Students who worked with Edsac's creators have been helping to guide the project, said Mr Herbert.

"We face the same challenges as those remarkable pioneers who succeeded in building a machine that transformed computing."

Mercury tubes

Designed by Sir Maurice Wilkes, Edsac was the first computer specifically designed to be a computational workhorse. As well as aiding scientists, the machine was copied by cake maker Lyons to create the Leo - which was one of the first widely-used business computers.

The original machine used 3,000 valves arranged in a series of racks to crunch numbers, and fills a floor space 20 square metres large.

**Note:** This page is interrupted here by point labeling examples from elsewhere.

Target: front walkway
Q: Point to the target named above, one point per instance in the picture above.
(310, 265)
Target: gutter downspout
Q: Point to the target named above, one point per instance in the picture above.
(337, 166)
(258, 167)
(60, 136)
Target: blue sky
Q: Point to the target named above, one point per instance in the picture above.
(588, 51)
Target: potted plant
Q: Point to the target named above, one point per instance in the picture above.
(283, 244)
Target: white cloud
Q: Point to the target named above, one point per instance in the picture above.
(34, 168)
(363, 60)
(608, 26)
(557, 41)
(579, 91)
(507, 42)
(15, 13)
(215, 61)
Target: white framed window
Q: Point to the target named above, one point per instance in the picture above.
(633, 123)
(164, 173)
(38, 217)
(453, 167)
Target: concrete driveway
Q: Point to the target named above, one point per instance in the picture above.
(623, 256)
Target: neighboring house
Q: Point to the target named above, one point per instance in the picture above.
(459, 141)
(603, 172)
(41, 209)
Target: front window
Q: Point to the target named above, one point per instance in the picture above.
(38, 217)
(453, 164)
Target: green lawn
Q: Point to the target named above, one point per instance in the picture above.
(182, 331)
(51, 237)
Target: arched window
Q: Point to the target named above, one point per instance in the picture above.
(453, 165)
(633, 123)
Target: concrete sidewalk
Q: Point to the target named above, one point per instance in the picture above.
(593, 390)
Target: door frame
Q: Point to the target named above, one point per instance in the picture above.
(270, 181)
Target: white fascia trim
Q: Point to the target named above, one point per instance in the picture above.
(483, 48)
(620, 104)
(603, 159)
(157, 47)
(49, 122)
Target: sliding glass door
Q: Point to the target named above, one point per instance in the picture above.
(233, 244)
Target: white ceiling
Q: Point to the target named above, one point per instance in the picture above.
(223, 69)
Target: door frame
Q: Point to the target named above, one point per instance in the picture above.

Image source, Cambridge University

Image caption, Built at Cambridge, Edsac was intended to aid scientific research

The machine is being re-built in public at TNMOC and today saw the official opening of the Edsac exhibit and the switch on of the machine's "clock" that will keep all of Edsac's parts working in harmony. Other computational units of the machine will be added and switched on as work progresses.

One element that will not be duplicated in the modern replica is the system Edsac used as its memory store.

The original used long tubes of mercury to hold data but modern-day health and safety rules do not permit these to be used in the museum. Instead, the recreators are using a memory system based on nickel that was used in many machines that came after Edsac.

The work on the recreated Edsac is due to be finished in late 2015. Once finished, TNMOC said children visiting the museum will be able to write programs to run on the venerable machine.

The project began in 2011 and initially its 20-strong team of volunteers only had photographs of the original to work from.

However, in June this year plans of the original were discovered that are now being used to check and guide the work of the Edsac rebuild team.